Hash Based Data Structures


How to use the slides - Full screen (new tab)
Slides Content
--- title: Hash Based Data Structures description: Hash functions in Substrate duration: 1 hour ---

Hash Based Data Structures


Comparison to
Pointer Based Data Structures

  • A hash references the content of some data;
  • A pointer tells you where to find it;
  • We can not have cycles of hashes.

Hash Chains

A hash chain is a linked list using hashes to connect nodes.

Notes:

Each block has the hash of the previous one.


Merkle Trees

A binary Merkle tree is a binary tree using hashes to connect nodes.

Notes:

Ralph Merkle is a Berkeley alum!


Proofs

  • The root or head hash is a commitment to the entire data structure.
  • Generate a proof by expanding some but not all hashes.
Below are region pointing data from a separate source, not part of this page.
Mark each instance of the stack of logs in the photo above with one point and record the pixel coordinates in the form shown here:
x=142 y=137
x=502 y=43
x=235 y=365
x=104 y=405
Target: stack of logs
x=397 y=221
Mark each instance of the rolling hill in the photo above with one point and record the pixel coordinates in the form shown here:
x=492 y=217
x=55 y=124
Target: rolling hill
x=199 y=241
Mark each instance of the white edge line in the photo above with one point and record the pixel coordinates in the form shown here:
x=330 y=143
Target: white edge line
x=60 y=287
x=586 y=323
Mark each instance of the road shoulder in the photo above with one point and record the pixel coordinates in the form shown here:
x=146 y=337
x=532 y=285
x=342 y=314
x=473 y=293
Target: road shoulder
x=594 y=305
Crucial for the trustless nature of decentralised cryptographic data systems!


Proofs: Merkle Copaths

Notes:

Given the children of a node, we can compute a node Given the purple nodes and the white leaf, we can compute the white nodes bottom to top. If we compute the correct root, this proves that the leaf was in the tree


Security

Collision resistance: we reasonably assume only one preimage for each hash,
therefore making the data structure's linkage persistent and enduring (until the cryptography becomes compromised 😥).

Notes:

Explain what could happen when this fails.


Proof Sizes

Proof of a leaf has size $O(\log n)$
and so do proofs of updates of a leaf


Key-Value Databases and Tries


Key-value database

The data structure stores a map key -> value.
We should be able to:

  • put(key, value)
  • get(key)
  • delete(key)

Provability in key-value databases

We should also be able to perform the following operations for a provable key-value database:

  1. For any key, if <key,value> is in the database, we can prove it.
  2. If no value is associated to a key, we need to be able to prove that as well.

Types of Data Structures

  • Trees are rooted, directed acyclic graphs where each child has only one parent.
  • Merkle Trees are trees which use hashes as links.
  • Tries are a particular class of trees where:
    • Given a particular piece of data, it will always be on a particular path.
  • Radix Tries are a particular class of a trie where:
    • The location of a value is determined the path constructed one digit at a time.
  • Patricia Tries are radix tries which are optimized to ensure lonely node-paths are consolidated into a single node.

Notes:

Just a selection we'll cover in this course.


Radix Trie

Words: to, tea, ted, ten, inn, A.

Each node splits on the next digit in base $r$

Notes:

In this image, $r$ is 52 (26 lowercase + 26 uppercase).


Patricia Trie

Words: to, tea, ted, ten, inn, A.

If only one option for a sequence we merge them.


Patricia Trie Structures

#![allow(unused)]
fn main() {
pub enum Node {
  Leaf {
    partial_path: Slice<RADIX>,
    value: Value
  },
  Branch {
    partial_path: Slice<RADIX>,
    children: [Option<Hash>; RADIX],
    value: Option<Value>,
  },
}
}

Notes:

The current implementation actually makes use of dedicated "extension" nodes instead of branch nodes that hold a partial path. There's a good explanation of them here.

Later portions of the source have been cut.